HMIS Requirements

The U.S. Department of Housing and Urban Development (HUD) and the federal partners, along with other planners and policymakers use aggregate Homeless Management Information System (HMIS) data to better inform homeless policy and decision making at the federal, state, and local levels.

The HEARTH Act, enacted into law on May 20, 2009, requires that all communities have an HMIS with the capacity to collect unduplicated counts of individuals and families experiencing homelessness. Through their HMIS, a community should be able to collect information from projects serving homeless families and individuals to use as part of their needs analyses and to establish funding priorities. The Act also codifies into law certain data collection requirements integral to HMIS. With enactment of the HEARTH Act, HMIS participation became a statutory requirement for recipients and subrecipients of the Continuum of Care (CoC) Program and Emergency Solutions Grant (ESG) funds.

Regulations and Standards

HMIS Requirements Proposed Rule

On December 9, 2011, HUD continued its process of implementing the HEARTH Act by publishing 24 CFR Parts 91, 576, 580, and 583 – the HMIS Requirements. The proposed rule is not in effect, but outlines the anticipated implementation of outlines potential requirements for HMIS. Note: this rule is not for effect. HMISs that are currently in operation must continue to use the standards currently in place (the 2004 Technical Standards and the 2010 Data Standards) until the HMIS rule is published as final.

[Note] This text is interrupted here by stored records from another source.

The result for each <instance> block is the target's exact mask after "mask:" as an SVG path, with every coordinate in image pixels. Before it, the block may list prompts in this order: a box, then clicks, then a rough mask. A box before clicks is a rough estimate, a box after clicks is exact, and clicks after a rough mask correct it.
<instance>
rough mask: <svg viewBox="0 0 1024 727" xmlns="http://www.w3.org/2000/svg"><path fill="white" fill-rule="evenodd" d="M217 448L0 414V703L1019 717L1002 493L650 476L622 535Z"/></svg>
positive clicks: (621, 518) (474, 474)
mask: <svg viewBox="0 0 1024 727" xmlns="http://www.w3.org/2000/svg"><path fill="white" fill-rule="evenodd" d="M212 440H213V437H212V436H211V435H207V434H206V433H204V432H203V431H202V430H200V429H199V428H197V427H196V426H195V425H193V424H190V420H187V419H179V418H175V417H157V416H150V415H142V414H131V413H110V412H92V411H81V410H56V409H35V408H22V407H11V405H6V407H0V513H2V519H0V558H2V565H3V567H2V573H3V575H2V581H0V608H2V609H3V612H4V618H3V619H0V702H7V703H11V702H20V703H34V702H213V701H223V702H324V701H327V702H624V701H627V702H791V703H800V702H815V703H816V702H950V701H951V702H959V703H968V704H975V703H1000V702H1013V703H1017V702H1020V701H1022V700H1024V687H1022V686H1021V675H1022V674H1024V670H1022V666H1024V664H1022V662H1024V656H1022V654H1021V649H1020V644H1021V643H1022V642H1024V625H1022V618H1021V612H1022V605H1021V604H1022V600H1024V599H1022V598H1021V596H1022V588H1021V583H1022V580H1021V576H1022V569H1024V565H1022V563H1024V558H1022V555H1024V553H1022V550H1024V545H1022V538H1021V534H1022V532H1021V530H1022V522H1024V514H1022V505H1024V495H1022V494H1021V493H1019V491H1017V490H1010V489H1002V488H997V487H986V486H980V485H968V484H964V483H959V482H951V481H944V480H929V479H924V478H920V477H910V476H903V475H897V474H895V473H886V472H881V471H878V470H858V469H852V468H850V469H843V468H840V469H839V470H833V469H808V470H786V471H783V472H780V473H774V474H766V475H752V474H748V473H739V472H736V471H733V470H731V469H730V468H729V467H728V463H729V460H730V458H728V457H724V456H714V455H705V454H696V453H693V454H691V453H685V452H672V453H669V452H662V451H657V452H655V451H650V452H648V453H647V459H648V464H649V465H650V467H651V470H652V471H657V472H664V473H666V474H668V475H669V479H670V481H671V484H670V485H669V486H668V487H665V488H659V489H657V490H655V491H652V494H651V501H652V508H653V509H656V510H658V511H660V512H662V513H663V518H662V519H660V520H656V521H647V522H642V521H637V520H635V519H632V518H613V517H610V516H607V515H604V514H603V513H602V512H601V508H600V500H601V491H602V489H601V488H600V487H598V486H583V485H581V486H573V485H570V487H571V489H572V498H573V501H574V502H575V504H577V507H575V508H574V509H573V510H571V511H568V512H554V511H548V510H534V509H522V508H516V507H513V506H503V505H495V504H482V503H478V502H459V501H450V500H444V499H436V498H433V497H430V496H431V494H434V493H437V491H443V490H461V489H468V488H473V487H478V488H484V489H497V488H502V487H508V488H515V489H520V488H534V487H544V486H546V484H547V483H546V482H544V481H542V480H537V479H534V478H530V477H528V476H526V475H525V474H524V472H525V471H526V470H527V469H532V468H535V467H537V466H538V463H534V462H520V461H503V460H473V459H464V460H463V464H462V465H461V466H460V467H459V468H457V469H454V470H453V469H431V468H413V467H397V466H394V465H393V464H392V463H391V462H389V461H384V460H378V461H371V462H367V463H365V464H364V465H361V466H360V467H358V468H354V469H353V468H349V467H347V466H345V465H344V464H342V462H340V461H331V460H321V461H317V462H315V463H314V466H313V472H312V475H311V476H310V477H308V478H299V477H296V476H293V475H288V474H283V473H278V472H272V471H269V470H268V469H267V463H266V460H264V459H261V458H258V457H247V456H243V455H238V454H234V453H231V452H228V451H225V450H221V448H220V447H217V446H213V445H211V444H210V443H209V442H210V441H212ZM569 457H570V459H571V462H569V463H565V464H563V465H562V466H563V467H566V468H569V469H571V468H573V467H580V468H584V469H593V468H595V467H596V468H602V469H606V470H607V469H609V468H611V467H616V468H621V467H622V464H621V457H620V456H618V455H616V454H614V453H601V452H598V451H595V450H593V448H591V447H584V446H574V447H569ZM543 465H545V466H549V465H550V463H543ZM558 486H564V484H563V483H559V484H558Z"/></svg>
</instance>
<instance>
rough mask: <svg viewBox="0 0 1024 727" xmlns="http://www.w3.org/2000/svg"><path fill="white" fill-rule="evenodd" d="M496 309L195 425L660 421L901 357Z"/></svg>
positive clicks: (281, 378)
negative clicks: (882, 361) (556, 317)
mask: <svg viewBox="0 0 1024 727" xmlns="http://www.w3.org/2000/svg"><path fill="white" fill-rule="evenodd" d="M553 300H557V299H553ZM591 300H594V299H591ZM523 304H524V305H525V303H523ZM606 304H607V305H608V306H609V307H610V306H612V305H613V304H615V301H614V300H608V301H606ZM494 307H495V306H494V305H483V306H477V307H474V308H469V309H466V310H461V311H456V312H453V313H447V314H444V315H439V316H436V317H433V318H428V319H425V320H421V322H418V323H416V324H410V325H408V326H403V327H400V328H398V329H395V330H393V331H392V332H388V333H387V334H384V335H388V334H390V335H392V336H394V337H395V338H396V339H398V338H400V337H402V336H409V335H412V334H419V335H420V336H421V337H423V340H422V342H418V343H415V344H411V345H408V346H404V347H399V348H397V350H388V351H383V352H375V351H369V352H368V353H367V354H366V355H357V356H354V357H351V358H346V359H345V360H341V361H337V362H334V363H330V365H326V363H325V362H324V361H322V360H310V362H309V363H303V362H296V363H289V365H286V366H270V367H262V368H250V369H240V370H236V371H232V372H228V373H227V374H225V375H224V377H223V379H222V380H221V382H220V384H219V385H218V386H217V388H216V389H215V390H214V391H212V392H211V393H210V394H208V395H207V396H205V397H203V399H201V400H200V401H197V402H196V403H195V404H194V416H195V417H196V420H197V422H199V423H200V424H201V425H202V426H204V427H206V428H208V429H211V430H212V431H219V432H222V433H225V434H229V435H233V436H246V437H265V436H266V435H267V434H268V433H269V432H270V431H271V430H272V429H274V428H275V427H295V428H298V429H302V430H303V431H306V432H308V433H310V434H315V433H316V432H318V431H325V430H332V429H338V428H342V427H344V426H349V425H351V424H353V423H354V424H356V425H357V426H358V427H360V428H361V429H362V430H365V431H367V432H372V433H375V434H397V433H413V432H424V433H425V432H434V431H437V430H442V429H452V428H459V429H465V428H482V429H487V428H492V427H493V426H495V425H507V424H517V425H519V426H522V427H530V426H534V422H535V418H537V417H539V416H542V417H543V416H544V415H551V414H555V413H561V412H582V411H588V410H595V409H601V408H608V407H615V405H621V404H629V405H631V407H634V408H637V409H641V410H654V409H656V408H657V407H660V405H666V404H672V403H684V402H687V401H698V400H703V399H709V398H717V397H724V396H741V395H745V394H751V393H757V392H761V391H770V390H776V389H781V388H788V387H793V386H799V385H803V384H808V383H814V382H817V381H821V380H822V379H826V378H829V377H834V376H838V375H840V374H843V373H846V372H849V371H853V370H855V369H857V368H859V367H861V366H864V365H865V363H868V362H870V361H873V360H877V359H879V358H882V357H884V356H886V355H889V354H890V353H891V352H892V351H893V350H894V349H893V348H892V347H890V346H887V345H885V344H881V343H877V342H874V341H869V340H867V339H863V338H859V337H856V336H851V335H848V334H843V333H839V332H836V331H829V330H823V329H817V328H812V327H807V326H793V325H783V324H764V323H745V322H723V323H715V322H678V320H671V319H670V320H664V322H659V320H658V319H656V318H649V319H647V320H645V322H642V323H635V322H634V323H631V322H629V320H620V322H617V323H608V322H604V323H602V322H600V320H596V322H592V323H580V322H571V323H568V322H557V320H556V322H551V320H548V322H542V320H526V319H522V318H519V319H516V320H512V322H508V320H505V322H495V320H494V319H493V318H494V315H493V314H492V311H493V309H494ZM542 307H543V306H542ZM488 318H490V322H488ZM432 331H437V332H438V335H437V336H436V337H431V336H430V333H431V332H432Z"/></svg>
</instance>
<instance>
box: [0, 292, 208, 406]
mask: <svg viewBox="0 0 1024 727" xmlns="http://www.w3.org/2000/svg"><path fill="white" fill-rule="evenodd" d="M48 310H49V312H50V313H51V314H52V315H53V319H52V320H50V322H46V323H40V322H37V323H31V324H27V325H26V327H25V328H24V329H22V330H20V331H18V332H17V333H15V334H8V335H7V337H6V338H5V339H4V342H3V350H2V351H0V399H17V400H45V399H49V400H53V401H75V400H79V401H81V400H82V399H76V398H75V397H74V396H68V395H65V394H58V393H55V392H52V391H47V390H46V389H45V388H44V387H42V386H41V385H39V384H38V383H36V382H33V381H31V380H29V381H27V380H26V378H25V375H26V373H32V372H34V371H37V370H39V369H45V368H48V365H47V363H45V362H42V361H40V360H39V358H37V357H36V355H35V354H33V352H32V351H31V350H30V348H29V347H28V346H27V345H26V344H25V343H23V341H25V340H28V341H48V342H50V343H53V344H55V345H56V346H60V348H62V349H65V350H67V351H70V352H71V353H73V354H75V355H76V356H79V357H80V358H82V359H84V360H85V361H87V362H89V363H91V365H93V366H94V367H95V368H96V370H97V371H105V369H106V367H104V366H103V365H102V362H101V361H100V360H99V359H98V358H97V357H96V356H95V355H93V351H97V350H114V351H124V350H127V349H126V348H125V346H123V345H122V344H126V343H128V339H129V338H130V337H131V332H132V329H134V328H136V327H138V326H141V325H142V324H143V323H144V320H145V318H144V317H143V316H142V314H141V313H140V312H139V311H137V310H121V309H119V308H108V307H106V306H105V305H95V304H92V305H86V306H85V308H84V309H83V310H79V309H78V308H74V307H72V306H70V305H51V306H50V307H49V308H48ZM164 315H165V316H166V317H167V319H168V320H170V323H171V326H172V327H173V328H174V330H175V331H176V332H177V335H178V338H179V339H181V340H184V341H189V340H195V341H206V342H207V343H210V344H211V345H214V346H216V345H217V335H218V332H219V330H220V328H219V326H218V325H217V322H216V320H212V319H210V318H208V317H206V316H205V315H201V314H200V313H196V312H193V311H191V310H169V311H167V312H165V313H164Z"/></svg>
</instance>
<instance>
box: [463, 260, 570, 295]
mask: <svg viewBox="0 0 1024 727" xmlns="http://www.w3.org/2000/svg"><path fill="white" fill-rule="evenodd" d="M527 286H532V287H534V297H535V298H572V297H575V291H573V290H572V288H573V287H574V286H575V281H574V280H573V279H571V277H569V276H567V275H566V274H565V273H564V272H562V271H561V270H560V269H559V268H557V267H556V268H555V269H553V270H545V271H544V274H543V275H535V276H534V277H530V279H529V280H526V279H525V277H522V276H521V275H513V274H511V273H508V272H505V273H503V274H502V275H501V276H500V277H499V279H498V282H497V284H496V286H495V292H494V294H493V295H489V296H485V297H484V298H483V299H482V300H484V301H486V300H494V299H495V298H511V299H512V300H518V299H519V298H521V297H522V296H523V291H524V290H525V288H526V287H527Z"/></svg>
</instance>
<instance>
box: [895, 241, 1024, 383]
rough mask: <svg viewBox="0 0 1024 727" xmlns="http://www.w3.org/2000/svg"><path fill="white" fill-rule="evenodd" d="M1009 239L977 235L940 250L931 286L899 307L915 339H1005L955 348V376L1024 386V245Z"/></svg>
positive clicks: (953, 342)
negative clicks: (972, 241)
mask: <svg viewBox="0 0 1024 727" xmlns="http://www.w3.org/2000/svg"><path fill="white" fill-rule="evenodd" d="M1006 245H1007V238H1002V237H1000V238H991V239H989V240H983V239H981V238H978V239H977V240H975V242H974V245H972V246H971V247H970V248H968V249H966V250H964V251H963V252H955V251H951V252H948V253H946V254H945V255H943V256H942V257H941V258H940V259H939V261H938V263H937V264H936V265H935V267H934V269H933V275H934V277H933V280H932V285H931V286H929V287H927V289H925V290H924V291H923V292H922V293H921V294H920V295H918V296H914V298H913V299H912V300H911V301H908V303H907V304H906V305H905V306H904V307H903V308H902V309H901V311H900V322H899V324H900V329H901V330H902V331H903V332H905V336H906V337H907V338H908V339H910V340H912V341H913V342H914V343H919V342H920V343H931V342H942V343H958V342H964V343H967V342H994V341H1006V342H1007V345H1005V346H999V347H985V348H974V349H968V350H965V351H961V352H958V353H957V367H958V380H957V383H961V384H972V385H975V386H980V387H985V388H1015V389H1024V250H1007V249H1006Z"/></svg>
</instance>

For more information on the current HMIS Data and Technical Standards, please go to the HMIS Guides and Tools page, which includes information HMIS governance, privacy and security and data quality and functionality.

HMIS Technical Standards

The privacy and security standards for HMIS, as described in the 2004 Data and Technical Standards Notice, seek to protect the confidentiality of personal information while allowing for reasonable, responsible, and limited uses and disclosures of data. These privacy and security standards are based on principles of fair information practices and on security standards recognized by the information privacy and technology communities. The standards were developed after careful review of the Health Insurance Portability and Accountability Act (HIPAA) standards for securing and protecting patient information.

Communities are expected to continue to use the 2004 Notice to implement their HMIS.